Vibrating a long spring with a succession of pulses with a frequency of 50hz produces adjecent nodes that are separated by 3.5cm. What is the velocity of the longitudinal waves formed?
f*lambda=v
nodes are at successive half wavelengths...
f*7.0cm=speed
solve for speed, f=50 hz
velocity = lamda * fequency
v= (.035)*(50)
v= 1.75 m/s
To find the velocity of the longitudinal waves formed, we can use the formula:
v = f * λ
where:
v = velocity of the wave
f = frequency of the wave
λ = wavelength of the wave
In this case, the frequency of the pulses is given as 50 Hz. We need to find the wavelength of the wave to calculate the velocity.
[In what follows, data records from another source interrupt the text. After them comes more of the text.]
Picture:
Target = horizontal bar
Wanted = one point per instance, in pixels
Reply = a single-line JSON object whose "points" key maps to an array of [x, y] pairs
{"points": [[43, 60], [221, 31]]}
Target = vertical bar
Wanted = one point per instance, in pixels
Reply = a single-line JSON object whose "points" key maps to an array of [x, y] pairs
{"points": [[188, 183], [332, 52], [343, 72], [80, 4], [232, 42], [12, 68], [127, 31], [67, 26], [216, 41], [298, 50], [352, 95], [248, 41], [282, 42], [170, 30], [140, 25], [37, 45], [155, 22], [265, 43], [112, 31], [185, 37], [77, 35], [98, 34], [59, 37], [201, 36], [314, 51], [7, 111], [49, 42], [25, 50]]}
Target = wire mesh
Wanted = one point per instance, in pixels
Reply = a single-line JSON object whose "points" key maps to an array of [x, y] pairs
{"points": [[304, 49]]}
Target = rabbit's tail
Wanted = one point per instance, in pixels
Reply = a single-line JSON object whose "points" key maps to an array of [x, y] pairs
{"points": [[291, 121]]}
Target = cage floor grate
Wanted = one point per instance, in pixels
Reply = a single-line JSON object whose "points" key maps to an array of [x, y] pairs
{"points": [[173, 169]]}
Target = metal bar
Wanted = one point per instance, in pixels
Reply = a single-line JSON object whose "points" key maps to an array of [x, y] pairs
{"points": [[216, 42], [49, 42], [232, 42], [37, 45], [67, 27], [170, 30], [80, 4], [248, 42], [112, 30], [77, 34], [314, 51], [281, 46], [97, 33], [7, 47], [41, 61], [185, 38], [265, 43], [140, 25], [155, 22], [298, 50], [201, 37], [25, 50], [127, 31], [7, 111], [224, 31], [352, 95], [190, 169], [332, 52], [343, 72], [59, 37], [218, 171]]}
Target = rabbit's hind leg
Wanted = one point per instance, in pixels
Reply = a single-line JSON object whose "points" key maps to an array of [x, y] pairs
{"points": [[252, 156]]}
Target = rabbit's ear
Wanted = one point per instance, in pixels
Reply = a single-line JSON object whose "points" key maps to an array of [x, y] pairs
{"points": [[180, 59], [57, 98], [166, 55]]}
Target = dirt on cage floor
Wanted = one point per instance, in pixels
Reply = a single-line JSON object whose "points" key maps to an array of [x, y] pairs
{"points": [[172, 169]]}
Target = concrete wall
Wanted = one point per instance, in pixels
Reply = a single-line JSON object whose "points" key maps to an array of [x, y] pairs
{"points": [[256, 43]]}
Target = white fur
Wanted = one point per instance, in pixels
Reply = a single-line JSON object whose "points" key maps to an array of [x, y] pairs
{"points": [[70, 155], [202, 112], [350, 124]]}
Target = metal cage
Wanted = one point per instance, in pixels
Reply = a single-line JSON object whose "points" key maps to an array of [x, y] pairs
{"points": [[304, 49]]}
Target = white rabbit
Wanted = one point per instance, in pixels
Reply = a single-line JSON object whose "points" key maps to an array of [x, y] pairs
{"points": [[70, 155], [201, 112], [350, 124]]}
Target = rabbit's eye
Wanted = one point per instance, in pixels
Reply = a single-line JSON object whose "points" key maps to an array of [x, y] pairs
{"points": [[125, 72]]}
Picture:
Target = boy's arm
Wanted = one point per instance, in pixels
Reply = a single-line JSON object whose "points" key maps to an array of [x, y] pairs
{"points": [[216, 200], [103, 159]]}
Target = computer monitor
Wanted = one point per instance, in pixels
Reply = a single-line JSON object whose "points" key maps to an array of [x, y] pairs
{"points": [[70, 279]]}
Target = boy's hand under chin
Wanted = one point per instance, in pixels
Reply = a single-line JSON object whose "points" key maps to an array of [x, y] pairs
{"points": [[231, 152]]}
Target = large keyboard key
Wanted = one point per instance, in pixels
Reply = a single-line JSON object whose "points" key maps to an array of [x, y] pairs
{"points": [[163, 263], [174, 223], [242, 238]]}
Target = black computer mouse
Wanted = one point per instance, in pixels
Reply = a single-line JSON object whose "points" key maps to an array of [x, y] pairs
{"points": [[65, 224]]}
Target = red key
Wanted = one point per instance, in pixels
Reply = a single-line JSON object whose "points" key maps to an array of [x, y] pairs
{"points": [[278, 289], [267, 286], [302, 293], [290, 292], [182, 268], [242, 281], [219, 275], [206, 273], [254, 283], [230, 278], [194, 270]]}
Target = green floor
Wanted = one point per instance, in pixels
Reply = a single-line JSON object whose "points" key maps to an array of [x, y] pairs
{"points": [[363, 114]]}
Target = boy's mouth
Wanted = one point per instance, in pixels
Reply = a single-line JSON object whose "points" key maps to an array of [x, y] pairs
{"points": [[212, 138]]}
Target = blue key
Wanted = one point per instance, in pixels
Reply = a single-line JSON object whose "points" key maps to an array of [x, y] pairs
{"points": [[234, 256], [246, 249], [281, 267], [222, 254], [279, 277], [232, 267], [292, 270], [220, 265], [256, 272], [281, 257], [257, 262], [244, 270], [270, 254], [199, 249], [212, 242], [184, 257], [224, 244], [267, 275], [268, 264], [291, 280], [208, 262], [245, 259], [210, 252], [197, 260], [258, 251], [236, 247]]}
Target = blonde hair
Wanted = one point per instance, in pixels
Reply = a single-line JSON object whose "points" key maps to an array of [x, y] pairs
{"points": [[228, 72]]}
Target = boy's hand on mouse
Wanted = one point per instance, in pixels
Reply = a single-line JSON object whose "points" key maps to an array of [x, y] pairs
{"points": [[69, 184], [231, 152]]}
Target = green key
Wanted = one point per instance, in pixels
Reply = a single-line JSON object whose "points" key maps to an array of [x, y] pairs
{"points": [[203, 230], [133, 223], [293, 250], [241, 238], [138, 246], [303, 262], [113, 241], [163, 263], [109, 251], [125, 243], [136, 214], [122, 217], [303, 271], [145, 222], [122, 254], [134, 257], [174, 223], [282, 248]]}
The distance between adjacent nodes is equal to half the wavelength (λ/2). In this case, it is given as 3.5 cm.
So, λ/2 = 3.5 cm
To find the wavelength itself, we multiply both sides of the equation by 2:
λ = 2 * 3.5 cm
λ = 7 cm
Now we have the frequency (f = 50 Hz) and the wavelength (λ = 7 cm). We can substitute these values into the velocity formula to find the velocity (v):
v = f * λ
v = 50 Hz * 7 cm
To calculate the velocity, we need to ensure that the units are consistent. The wavelength is currently in centimeters, but it's usually more convenient to work with meters when dealing with waves. So, let's convert centimeters to meters:
1 cm = 0.01 m
λ = 7 cm * 0.01 m/cm
λ = 0.07 m
Now we can calculate the velocity:
v = 50 Hz * 0.07 m
v ≈ 3.5 m/s
Therefore, the velocity of the longitudinal waves formed by vibrating the spring with a succession of pulses at a frequency of 50 Hz is approximately 3.5 m/s.